I left this letter ‘til last, thought I could use the extra time to psych myself up for it. But I've realised I don’t know how to explain how much I love you with words; I hope I did a good enough job with my actions because it’s too damn late to fix it now. But I need you to know, without doubt, that I love you. More than life itself. It hurt me most to have to watch you wait for me to die, to feel like I wasn’t just letting my own life slip away but that I was bringing you down with me.

But I couldn’t have done it alone. You are my rock, James, and I would have been honoured to spend the rest of my life with you. I’m certainly glad that I could give you my last few weeks. I'm glad I met you Jim, I'm glad we got to spend the years we did as friends, and more. You saved me, I know you won't believe that now, but you did and you have. 

Last night I heard you whisper that you didn’t want to be alone, that you wouldn’t be able to go on. But you can Jim, you’re so brave and stubborn, almost to a fault. Please don’t let my death be your end too. Instead, think of me as a sunset. But the sun will rise again tomorrow, Jim, and you will still be as beautiful as you always were.

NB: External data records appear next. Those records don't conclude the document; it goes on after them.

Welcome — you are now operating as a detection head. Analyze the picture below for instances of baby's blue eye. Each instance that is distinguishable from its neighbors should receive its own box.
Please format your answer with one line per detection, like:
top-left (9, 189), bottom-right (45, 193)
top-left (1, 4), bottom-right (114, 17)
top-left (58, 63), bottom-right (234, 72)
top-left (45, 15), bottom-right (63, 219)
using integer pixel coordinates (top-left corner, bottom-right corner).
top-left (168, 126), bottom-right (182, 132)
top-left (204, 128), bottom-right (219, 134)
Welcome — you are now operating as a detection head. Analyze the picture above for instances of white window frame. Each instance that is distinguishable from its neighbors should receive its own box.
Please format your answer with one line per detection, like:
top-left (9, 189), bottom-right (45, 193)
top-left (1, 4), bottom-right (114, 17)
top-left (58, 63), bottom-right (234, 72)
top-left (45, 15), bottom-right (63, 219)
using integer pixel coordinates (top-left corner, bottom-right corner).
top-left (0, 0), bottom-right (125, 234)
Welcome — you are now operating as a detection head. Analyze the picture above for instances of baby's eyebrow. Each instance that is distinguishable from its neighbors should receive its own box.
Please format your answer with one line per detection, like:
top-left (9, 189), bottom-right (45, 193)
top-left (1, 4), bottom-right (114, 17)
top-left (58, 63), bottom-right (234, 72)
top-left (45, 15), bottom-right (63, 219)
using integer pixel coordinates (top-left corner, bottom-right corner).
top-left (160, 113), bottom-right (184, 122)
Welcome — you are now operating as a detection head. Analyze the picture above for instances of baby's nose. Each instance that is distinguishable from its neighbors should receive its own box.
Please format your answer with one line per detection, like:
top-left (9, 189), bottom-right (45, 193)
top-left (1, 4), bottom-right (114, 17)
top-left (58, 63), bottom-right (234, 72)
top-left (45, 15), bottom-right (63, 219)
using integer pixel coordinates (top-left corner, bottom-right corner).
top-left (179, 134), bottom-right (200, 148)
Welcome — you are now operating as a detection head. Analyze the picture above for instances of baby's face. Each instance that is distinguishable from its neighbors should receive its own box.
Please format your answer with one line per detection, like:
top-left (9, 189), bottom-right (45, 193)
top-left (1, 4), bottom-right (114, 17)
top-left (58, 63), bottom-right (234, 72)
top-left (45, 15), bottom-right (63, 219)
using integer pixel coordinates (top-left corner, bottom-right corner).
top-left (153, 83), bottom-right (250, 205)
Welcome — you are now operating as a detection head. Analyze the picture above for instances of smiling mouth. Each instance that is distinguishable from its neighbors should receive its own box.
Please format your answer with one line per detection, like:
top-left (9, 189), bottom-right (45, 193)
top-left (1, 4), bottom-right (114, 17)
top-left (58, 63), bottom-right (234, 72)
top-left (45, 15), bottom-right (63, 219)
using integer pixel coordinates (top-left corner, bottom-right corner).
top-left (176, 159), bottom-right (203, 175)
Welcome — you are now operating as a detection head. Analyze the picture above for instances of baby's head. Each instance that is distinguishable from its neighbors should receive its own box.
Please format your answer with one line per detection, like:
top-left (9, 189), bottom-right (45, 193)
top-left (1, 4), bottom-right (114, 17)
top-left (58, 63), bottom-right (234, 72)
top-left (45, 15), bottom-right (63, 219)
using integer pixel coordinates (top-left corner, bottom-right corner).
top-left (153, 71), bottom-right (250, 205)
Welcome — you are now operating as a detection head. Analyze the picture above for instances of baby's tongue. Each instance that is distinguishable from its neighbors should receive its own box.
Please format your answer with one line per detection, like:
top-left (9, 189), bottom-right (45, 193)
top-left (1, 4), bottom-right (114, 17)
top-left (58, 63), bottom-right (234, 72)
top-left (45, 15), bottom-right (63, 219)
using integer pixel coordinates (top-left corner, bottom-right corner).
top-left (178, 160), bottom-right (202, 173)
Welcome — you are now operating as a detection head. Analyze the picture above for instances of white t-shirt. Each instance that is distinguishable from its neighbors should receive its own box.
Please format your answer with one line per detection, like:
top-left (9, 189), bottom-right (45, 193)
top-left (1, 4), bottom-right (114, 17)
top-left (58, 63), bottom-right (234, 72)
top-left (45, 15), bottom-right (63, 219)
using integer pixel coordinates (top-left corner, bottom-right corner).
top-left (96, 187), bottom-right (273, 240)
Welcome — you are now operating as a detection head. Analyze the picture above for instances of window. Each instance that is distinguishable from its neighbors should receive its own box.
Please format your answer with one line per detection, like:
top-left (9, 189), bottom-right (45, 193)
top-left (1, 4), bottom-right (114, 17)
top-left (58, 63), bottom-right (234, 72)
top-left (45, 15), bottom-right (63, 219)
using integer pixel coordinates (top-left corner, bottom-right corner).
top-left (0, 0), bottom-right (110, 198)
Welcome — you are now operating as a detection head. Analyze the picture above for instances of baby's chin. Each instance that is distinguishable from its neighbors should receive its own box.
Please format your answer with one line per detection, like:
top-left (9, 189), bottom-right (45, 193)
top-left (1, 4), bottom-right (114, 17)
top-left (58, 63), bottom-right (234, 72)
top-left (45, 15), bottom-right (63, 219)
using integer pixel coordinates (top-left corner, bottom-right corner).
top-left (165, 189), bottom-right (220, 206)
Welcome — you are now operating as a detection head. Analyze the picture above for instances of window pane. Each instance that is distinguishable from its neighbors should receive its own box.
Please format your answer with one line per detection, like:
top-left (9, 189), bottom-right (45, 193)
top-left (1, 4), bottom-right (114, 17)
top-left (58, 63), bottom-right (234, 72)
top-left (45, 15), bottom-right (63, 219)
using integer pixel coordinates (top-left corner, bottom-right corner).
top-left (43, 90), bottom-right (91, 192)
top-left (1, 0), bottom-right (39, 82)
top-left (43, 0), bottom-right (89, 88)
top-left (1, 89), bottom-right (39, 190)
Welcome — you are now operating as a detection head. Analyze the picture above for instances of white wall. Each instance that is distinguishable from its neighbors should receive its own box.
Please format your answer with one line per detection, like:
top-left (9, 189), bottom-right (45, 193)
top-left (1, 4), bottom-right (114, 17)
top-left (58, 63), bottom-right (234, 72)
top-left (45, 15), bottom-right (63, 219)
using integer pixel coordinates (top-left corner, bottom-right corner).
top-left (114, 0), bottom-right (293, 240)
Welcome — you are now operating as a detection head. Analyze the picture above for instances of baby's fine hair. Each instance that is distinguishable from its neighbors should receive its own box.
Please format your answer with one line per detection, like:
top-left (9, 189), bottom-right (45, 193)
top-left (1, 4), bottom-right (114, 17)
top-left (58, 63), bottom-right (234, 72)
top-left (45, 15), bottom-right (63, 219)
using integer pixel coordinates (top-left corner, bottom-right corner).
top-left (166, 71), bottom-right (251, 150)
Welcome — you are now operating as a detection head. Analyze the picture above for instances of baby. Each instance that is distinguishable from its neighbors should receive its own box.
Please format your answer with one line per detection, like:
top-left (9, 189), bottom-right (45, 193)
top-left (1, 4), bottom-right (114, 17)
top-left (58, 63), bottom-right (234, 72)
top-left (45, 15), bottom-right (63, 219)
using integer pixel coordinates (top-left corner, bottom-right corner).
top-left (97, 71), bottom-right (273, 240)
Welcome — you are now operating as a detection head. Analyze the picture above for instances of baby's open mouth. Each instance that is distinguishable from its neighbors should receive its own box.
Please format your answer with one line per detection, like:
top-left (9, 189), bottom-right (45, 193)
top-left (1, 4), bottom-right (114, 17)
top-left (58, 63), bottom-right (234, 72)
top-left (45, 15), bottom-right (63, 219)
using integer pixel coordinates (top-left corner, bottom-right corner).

I love you, Jim. Thank you, for letting me into your life, for having the right words when I needed them and the silence when I didn’t.

 It might be easy to give up now, but I’m always going to be with you and whenever your heartaches remember what we had, what you gave me, and smile. Those baby blues are the brightest things I’ve ever seen, and it’d be a damn shame if no one else ever got to enjoy them.

You don’t believe in no-win scenarios, kid.